Mon bonheur aujourd'hui, _c'est toi_. Mon cœur, mon âme, tout ce qui vaut en moi t'appartient. Tout ce qu'il me reste de sentiment, c'est pour sentir la perte que j'ai faite. Tout en moi est vague: tout est peine et souffrance. Ma tête, si froide, me reproche ce que mon cœur approuve; ma vie est dédoublée; la partie qui est près de moi, la seule dont je dispose, est celle que je n'aime pas et elle ne me sert qu'à faire tout ce que je déteste. Ce cœur qui est devenu le tien, ne m'offre que peines et regrets. Mon amie, me suis-je bien conduit? Es-tu contente de moi? _Sens-tu tout ce que je n'ai pas fait?_ T'ai-je fourni des preuves de respect et d'amour? Doutes-tu encore de moi? Suis-je cet homme froid et inaccessible qui t'avait effrayée et qui devait déplaire à un être tel que toi?

Je t'écris peu de mots; je n'ai pas la faculté de t'écrire plus. J'ignore ce que je sens: tout est confus. Le présent a cessé d'exister pour moi; le passé se renferme en peu de jours; l'avenir, seul, survit à tant de destructions. Si on avait pu le tuer, on l'eût fait.

Mais conçois-tu ce que doit être une pareille attitude pour l'homme qui a pour principe de ne pas trop s'occuper du lendemain, qui est tout positif, qui sent que toute sa force réside dans son action sur le présent? Sur moi, enfin, qui suis forcé maintenant à porter jusqu'à mon existence même hors de moi-même, qui vais la chercher au loin, qui dois subordonner tout ce qui est _sûr_ (par le fait même que rien n'est sûr dans ce qui constitue ma vie et mon existence) à un avenir incertain comme toute conquête? Mais, mon amie, ne le crains pas cet avenir; c'est à moi de le créer, tout ce que j'ai de volonté n'a qu'un but, et ce que l'homme _veut_ offre d'immenses chances de succès. La mort peut me séparer de toi: la vie me rapprochera de toi.

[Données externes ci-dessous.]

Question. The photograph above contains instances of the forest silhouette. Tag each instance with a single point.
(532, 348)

J'ai fixé mon départ d'ici à demain. Je partirai vers 3 heures; je serai le matin à Aix-la-Chapelle. J'y resterai la journée du 29. Je vais le 30 à Cologne, le 1er au delà de Coblenz, le 2, chez moi, au Johannisberg. Je serai le 3 à Francfort, le 7 à Munich, le 12 à Vienne.

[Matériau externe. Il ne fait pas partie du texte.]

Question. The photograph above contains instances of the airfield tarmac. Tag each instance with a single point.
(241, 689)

Je veux que tu saches me trouver. Ta pensée rencontrera toujours la mienne. S'il me reste un sentiment de bonheur, c'est cette _unité de propriété_. Sans ce sentiment je puis éprouver des fantaisies, mais point d'amour. Ce qui me lie à toi, c'est ce repos intérieur qui ne me permet pas un doute sur la parfaite identité de nos pensées. Je suis sûr comme de mon existence que ma pensée est la tienne, que mes vœux sont les tiens; mes goûts, mes plaisirs et mes peines, tout, tout [est] tien. Le jour où j'ai eu ce pressentiment, j'ai commencé à voir ce que tu pourrais devenir pour moi. Combien l'intervalle qui a séparé la réalité de la possibilité a été court? Ne va pas chercher la clef de l'énigme en moi, cherche-la en toi-même, tu la trouveras dans ton cœur. Mon amie, pour se comprendre ainsi que nous nous sommes compris, il faut bien qu'il n'y ait qu'une impulsion à suivre et point une conquête à faire! Que les hommes qui m'avaient dit que tu étais faite pour moi ont eu raison! Oui, mon amie, toi, tout toi est ce qui ferait le bonheur de ma vie. Il te resterait peut-être à faire une découverte et tu la ferais: tu te crois jalouse? Eh bien, je défierais ta jalousie et nous verrions lequel des deux sentiments l'emporterait, celui de l'inquiétude ou celui de la douce jouissance, le seul et le véritable bonheur. Je te permets de retourner à ton ancien rôle, le jour où tu croiras que l'on peut aimer plus et que surtout l'on puisse t'aimer plus que moi. Je suis tout ou rien, en tout et pour tout. Mon amie, il n'est que peu d'êtres qui soient tels, mais ceux qui le sont ne prêtent point au doute.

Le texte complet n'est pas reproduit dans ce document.